Somebody doesn’t like Australia’s atheists. Two websites, the Atheist Foundation of Australia and the Global Atheist Convention, were both knocked out in major cyber attacks yesterday and were still offline today.
The attack has been reported to the Australian Federal Police. Theories at this stage are that the Global Atheist Convention, which is to be held in March next year, is the main reason for the attack. Attending the convention will be Richard Dawkins, a high profile atheist and author of The God Delusion.
The Atheist Foundation of Australia is very under-whelmed by what it considers an attack on is freedom of speech. The attacks also do constitute an offence on the basis of the damage to their business operations. The physical effect on the atheist sites has been to prevent ticket sales.

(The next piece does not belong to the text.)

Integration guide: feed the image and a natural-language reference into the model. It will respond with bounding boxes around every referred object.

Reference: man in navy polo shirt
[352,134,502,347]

The attacks had some firepower, starting at 500MBps and cranking up to 1GBps. Denial Of Service attacks are designed to shut down operations by swamping the server with data. 1 GB per second is something like a benchmark standard for DOS attacks. According to Australia’s
ZD Net, it took out the data centre and the supplier was affected upstream.
Atheism isn’t a major social issue in Australia, so the attacks are quite a surprise. Australia’s religious element is by any standards very middle class, well short of psychotic, and happy to stay that way. The nearest to a heated confrontation these guys do is the odd exchange of blog fire or press releases.
(There aren’t even any local “usual suspects”, in this case. The nearest thing to a religious lunatic fringe in Australia are the sort of groups which consist of two people, a theoretical dog and a fire hydrant, and therefore claim to represent God. This attack is way out of their league, historically.)
This attack is unlikely to make those responsible too popular with anyone. Fanatics of all persuasions are generally considered ratbags (nutcases) in Australia, particularly by major religious groups, and any appearance of acting “in their name” won’t be appreciated.